J Cardiovasc Pharmacol Ther. 2010 Dec;15(4):373-9. doi: 10.1177/1074248410372926. Epub 2010 Aug 12.
to assess the impact of paroxetine coadministration on the stereoselective pharmacokinetic (PK) properties of carvedilol.
prospective, randomized, 2-phase crossover.
the University of Michigan General Clinical Research Unit and Michigan Clinical Research Unit.
twelve healthy volunteers aged 18 to 45 years, male and female, receiving no treatment with prescription or nonprescription medications.
participants received single dose oral carvedilol (12.5 mg) with and without coadministration of immediate-release paroxetine (10 mg orally twice daily), in random order. Blood samples were collected at 0, 0.25, 0.5, 0.75, 1, 1.5, 2, 4, 6, 8, 10, 12, and 24 hours post-carvedilol dose for determination of R and S carvedilol plasma enantiomer concentrations by high pressure liquid chromatography.
pharmacokinetic (PK) parameters were calculated for each enantiomer by noncompartmental methods and compared between study phases by analysis of variance (ANOVA) controlling for study phase order and subject, with Tukey's studentized range test post hoc. Area under the concentration-time curve (AUC) increased significantly with paroxetine coadministration, approximately 2.5-fold and 1.9-fold for the R and S enantiomers, respectively.
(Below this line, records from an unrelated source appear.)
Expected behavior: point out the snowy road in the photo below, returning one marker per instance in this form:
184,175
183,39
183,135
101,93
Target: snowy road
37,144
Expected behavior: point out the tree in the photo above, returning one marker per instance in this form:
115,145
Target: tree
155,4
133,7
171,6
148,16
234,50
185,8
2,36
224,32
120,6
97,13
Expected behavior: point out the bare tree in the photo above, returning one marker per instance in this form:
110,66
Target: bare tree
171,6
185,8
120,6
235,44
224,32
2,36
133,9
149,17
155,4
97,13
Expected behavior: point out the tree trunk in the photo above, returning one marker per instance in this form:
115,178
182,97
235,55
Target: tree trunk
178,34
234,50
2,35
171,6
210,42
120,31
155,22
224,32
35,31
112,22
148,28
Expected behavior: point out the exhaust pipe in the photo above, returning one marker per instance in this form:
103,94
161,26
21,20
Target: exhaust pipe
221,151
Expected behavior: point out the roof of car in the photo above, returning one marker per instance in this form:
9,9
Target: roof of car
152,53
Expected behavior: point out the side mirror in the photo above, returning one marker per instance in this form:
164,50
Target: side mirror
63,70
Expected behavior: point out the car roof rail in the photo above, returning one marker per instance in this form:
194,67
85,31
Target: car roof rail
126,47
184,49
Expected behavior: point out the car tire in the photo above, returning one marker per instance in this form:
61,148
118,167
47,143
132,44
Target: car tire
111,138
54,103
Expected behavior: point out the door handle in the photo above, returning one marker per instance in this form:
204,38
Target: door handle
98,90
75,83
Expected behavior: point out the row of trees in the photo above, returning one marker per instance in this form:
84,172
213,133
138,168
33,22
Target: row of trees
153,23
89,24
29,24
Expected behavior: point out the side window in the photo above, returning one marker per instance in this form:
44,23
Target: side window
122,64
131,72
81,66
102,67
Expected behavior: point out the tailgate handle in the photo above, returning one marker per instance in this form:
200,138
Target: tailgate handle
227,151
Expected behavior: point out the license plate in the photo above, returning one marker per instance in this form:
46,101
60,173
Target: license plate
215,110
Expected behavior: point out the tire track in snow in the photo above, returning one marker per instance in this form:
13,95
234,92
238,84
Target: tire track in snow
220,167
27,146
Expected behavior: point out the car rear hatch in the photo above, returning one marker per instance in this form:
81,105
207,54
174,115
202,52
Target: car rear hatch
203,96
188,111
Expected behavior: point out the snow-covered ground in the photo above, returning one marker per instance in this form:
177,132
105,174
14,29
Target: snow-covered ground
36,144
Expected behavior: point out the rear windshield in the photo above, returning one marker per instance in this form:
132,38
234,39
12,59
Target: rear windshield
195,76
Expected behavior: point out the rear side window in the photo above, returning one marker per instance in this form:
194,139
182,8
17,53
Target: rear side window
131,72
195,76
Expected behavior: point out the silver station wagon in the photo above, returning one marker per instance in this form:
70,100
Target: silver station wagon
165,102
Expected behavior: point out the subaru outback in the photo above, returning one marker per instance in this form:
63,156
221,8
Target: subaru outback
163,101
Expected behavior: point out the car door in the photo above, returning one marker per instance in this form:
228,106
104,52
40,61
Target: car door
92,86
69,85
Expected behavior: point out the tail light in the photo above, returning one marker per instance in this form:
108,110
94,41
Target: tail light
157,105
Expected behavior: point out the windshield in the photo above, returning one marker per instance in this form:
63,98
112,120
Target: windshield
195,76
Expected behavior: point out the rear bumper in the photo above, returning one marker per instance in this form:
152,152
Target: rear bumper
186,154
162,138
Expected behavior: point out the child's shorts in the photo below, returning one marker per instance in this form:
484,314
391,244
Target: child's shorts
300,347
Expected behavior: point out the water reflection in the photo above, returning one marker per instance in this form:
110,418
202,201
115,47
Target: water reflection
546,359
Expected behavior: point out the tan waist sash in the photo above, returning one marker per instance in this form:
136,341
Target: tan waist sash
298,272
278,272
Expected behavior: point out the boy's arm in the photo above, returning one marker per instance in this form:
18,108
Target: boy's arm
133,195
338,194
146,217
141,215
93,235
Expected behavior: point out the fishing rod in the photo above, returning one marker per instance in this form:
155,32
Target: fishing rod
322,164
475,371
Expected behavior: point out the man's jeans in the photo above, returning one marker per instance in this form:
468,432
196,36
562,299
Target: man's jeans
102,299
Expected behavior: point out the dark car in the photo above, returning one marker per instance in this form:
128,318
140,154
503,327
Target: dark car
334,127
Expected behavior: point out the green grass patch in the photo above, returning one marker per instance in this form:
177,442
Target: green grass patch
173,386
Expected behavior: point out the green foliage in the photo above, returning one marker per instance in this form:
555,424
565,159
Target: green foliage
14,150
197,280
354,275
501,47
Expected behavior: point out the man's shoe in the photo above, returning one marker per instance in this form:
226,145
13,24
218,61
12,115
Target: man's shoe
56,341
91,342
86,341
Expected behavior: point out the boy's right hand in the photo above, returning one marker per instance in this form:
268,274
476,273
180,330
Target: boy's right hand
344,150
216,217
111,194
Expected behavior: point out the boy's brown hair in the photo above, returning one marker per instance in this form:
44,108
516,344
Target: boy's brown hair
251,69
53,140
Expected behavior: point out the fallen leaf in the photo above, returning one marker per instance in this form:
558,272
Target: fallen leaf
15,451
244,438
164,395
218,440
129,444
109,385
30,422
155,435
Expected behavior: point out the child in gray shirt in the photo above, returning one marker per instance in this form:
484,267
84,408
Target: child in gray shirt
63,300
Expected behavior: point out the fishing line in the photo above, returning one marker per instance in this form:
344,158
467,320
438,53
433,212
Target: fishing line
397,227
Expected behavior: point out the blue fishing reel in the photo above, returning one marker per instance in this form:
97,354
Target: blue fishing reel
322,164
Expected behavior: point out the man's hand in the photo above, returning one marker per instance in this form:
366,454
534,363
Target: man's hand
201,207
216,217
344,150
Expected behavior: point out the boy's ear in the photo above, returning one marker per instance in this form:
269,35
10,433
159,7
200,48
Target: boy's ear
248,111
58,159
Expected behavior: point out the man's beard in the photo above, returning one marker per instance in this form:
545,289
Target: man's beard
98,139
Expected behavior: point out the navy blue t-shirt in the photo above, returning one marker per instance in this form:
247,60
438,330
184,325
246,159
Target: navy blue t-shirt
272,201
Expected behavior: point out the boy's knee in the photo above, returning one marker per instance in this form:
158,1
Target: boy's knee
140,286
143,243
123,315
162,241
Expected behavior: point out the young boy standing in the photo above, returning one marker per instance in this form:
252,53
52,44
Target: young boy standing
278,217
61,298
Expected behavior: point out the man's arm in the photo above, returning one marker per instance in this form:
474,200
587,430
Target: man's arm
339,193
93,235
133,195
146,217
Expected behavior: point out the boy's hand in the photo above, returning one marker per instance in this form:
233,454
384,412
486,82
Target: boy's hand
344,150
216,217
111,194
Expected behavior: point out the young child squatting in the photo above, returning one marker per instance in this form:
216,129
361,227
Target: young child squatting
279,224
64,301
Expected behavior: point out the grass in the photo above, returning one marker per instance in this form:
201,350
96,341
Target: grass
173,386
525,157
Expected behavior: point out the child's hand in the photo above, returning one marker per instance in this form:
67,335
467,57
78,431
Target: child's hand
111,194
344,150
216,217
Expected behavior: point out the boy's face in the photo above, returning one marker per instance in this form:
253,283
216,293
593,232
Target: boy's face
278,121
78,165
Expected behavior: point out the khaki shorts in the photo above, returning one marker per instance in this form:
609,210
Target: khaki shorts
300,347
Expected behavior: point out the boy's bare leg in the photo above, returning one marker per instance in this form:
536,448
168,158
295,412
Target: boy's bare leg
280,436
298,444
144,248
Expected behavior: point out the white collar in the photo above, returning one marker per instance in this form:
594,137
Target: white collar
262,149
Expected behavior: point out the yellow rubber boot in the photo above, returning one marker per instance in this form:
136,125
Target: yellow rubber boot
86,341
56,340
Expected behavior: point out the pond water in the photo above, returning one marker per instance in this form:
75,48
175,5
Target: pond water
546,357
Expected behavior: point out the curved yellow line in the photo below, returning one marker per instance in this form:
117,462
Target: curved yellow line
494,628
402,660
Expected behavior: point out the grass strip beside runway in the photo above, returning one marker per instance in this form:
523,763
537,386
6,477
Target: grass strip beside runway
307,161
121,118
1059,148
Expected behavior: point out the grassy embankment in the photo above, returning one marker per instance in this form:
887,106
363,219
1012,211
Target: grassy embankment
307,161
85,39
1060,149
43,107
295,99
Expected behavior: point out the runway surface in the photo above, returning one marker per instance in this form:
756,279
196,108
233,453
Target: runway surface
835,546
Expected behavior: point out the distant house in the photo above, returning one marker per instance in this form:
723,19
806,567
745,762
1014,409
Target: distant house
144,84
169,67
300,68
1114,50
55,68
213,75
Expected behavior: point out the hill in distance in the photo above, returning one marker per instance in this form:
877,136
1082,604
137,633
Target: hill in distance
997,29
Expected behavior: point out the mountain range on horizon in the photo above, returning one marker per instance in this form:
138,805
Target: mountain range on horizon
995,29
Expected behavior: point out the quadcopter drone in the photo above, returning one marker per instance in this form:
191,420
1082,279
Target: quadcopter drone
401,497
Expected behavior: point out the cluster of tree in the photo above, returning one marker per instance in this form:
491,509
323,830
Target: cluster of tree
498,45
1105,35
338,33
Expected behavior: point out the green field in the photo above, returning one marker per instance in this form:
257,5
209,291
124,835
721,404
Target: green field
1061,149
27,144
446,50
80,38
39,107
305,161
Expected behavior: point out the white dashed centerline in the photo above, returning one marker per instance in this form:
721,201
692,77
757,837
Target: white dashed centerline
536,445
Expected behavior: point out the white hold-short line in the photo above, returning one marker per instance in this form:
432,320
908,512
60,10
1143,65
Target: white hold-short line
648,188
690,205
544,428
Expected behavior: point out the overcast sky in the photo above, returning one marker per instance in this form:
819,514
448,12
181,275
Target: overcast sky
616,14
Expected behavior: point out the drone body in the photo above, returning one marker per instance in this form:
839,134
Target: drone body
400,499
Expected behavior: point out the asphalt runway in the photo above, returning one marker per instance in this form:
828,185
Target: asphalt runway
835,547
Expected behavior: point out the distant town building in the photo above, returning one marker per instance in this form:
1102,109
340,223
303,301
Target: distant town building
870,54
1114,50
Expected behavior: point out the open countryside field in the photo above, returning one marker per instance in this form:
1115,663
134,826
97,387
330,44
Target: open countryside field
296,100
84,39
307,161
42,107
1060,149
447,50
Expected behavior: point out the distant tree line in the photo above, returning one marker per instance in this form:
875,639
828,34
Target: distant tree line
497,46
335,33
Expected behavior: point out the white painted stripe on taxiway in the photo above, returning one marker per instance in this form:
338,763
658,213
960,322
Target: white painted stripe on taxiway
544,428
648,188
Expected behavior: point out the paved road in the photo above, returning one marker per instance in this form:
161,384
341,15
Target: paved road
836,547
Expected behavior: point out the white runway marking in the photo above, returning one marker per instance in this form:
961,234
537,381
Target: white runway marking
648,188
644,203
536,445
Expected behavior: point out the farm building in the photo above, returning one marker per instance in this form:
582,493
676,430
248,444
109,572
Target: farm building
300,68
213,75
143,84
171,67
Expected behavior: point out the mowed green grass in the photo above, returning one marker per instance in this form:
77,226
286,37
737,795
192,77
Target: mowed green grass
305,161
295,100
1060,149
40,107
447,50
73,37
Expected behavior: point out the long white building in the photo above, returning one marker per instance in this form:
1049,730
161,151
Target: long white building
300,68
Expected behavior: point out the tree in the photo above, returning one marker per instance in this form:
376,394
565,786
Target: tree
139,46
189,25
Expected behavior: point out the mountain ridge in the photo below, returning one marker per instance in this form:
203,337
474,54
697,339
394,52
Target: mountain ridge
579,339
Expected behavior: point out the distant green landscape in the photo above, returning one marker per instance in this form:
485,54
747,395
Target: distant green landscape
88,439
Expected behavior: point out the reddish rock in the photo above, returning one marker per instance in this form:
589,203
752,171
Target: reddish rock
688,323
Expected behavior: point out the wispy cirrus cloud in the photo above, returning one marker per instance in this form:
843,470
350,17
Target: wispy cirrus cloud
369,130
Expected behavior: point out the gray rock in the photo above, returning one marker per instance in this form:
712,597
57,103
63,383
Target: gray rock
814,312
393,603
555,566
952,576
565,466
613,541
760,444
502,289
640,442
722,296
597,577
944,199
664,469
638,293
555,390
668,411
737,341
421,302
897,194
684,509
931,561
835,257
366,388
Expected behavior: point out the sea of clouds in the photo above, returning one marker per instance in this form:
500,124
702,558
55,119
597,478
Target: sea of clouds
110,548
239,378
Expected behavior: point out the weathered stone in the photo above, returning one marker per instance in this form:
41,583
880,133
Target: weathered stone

R/S AUC ratio increased significantly, from approximately 2.3 to 3.0. Individual increases in enantiomeric AUCs with paroxetine coadministration ranged from 0% to 571% and changes in R/S ratio ranged from -8% to 108%. Heart rate, P-R interval, and blood pressure were monitored and no clinically significant changes in carvedilol effects were noted.
this study demonstrated a PK drug-drug interaction between paroxetine and carvedilol, with considerable interparticipant variability in carvedilol PK parameters and magnitude of drug interaction. Stereoselectivity of carvedilol metabolism is preserved with paroxetine coadministration, and R/S AUC ratio generally widens. Although this drug interaction could potentially increase adrenergic antagonism and have significant clinical effects in patients, these effects were not seen in our healthy volunteer participants.
评估帕罗西汀合用对卡维地洛立体选择性药代动力学(PK)特性的影响。
前瞻性、随机、2 期交叉。
密歇根大学普通临床研究单位和密歇根临床研究单位。
12 名年龄在 18 至 45 岁之间的健康志愿者,男女均无处方或非处方药物治疗。
参与者接受单次口服卡维地洛(12.5 毫克),并随机接受或不接受即时释放帕罗西汀(10 毫克口服,每日 2 次)的合并治疗。在卡维地洛给药后 0、0.25、0.5、0.75、1、1.5、2、4、6、8、10、12 和 24 小时采集血样,通过高压液相色谱法测定 R 和 S 卡维地洛血浆对映体浓度。
通过非房室方法计算每个对映体的药代动力学(PK)参数,并通过方差分析(ANOVA)进行比较,同时控制研究阶段顺序和个体,并用 Tukey 的学生化范围检验进行事后检验。与帕罗西汀合用后,R 和 S 对映体的 AUC 均显著增加,分别约为 2.5 倍和 1.9 倍。R/S AUC 比值显著增加,从约 2.3 增加到 3.0。帕罗西汀合用后,个体对映体 AUC 的增加范围为 0%至 571%,R/S 比值的变化范围为-8%至 108%。监测心率、P-R 间隔和血压,未发现卡维地洛作用的临床显著变化。
这项研究表明帕罗西汀和卡维地洛之间存在 PK 药物相互作用,卡维地洛 PK 参数和药物相互作用的幅度存在相当大的个体间变异性。与帕罗西汀合用后,卡维地洛代谢的立体选择性得以保留,R/S AUC 比值通常会变宽。尽管这种药物相互作用可能会增加肾上腺素拮抗剂的作用,并对患者产生显著的临床影响,但在我们的健康志愿者参与者中并未观察到这些影响。